Temos conhecimento do lanifício que funcionava em boas condições, gerava empregos, e hoje está com suas atividades profundamente reduzidas; uma cooperativa de carne que está com suas portas fechadas; a indústria dos vinhos Almadém, que, como V. Exªs sabem, têm qualidade, nos últimos anos reduziu suas atividades industriais, deixando apenas seus vinhedos, mas levando toda a industrialização para fora de Sant´Ana do Livramento; e o que considero mais grave: um frigorífico de exportação de carne, fechado há dois anos, que poderia estar empregando mais de três mil pessoas daquela região. Por isso, há faixas nas ruas e operários clamando por emprego.

Estavam nas ruas também os representantes dos quinze mil desempregados cadastrados. E temos como comprovar. Portanto, não viemos à tribuna para dizer que concordamos com a violência, com a agressão. Não! Viemos à tribuna para dizer que não podemos subestimar o povo brasileiro. Não podemos esquecer que essas pessoas saem às ruas porque estão no seu limite máximo de resistência, de desencanto e de busca de alternativas.
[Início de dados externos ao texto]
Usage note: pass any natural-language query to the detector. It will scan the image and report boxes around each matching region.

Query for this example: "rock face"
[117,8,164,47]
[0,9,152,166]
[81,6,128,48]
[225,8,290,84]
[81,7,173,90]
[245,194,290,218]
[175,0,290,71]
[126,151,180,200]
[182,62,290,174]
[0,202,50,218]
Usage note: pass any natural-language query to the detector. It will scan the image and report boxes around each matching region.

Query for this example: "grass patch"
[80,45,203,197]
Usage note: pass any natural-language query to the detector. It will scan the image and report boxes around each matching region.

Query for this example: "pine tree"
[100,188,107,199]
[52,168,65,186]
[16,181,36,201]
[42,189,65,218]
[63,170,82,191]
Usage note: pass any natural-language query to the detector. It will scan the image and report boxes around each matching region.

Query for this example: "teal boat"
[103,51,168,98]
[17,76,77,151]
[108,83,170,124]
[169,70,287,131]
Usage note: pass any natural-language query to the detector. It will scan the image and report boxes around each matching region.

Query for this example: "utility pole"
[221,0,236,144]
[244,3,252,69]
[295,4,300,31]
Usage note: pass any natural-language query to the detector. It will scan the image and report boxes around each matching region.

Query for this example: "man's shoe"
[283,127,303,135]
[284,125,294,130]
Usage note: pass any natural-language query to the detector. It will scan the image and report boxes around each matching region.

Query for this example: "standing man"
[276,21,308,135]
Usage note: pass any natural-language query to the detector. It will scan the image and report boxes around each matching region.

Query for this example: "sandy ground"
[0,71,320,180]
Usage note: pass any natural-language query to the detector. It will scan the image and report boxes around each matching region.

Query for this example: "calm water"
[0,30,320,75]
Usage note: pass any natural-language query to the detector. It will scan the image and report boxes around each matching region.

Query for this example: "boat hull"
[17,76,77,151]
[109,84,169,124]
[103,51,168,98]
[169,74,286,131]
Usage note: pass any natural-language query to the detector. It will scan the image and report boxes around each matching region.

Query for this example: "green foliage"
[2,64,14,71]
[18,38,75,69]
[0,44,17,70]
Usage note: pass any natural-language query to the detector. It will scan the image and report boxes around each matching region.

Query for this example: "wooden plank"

Não estamos afirmando que concordamos com o que foi feito: atirar pedras, por exemplo. Mas a manifestação democrática, popular, das pessoas nas ruas, tem que ser respeitada. Não podemos dizer que o povo deve silenciar diante dos seus problemas.

O Presidente Fernando Henrique teve a oportunidade de ver na cidade de Rivera, no Uruguai, o desenvolvimento. Lá foi implantada uma área de livre comércio. Aquela população está em pleno desenvolvimento.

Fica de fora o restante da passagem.